"You can tell her."

"He wanted to write Horatio's book for him, and Horatio wouldn't let him. That was all."

"Oh, well, I shan't want to write it," Barbara said.

"We thought perhaps you wouldn't," said Fanny.

But Barbara had turned to her bureau, affecting a discreet absorption in her list. And presently Ralph Bevan went out into the garden with Fanny to gather more tulips.

II

1

She had been dying to know what he had done, but now, after Ralph had stayed to lunch and tea and dinner that first day, after he had spent all yesterday at the Manor, and after he had turned up to-day at ten o'clock in the morning, Barbara thought she had made out the history, though they had been very discreet and Fanny had insisted on reading "Tono-Bungay" out loud half the time.

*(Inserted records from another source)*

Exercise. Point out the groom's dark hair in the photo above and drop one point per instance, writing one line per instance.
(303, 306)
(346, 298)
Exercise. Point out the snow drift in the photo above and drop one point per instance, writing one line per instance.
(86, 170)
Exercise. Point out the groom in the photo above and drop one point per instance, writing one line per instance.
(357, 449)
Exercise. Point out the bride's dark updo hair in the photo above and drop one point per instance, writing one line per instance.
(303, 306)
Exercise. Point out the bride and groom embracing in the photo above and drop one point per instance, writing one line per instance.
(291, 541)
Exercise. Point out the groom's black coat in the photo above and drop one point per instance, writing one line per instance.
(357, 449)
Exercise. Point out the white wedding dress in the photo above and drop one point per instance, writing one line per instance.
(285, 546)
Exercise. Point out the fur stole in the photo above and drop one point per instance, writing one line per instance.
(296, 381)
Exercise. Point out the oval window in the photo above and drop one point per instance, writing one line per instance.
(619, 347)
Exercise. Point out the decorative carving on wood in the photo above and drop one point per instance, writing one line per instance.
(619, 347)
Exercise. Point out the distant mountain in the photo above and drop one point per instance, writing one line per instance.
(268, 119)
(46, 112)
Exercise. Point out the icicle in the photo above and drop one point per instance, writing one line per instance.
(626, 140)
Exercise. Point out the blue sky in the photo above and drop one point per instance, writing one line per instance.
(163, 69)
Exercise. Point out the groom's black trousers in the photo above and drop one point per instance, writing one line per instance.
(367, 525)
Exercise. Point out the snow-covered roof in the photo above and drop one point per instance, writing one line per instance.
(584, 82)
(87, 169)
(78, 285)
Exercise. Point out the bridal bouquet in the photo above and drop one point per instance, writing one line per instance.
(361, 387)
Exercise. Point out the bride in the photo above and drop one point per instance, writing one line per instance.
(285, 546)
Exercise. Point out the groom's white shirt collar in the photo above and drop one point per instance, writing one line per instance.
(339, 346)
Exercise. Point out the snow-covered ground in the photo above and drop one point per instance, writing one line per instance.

Ralph, of course, was in love with his cousin Fanny. To be sure, she must be at least ten years older than he was, but that wouldn't matter. And, of course, it was rather naughty of him, but then again, very likely he couldn't help it. It had just come on him when he wasn't thinking; and who could help being in love with Fanny? You could be in love with people quite innocently and hopelessly. There was no sin where there wasn't any hope.

And perhaps Fanny was innocently, ever so innocently, in love with him; or, if she wasn't, Horatio thought she was, which came to much the same thing; so that anyhow poor Ralph had to go. The explanation they had given, Barbara thought, was rather thin, not quite worthy of their admirable intelligence.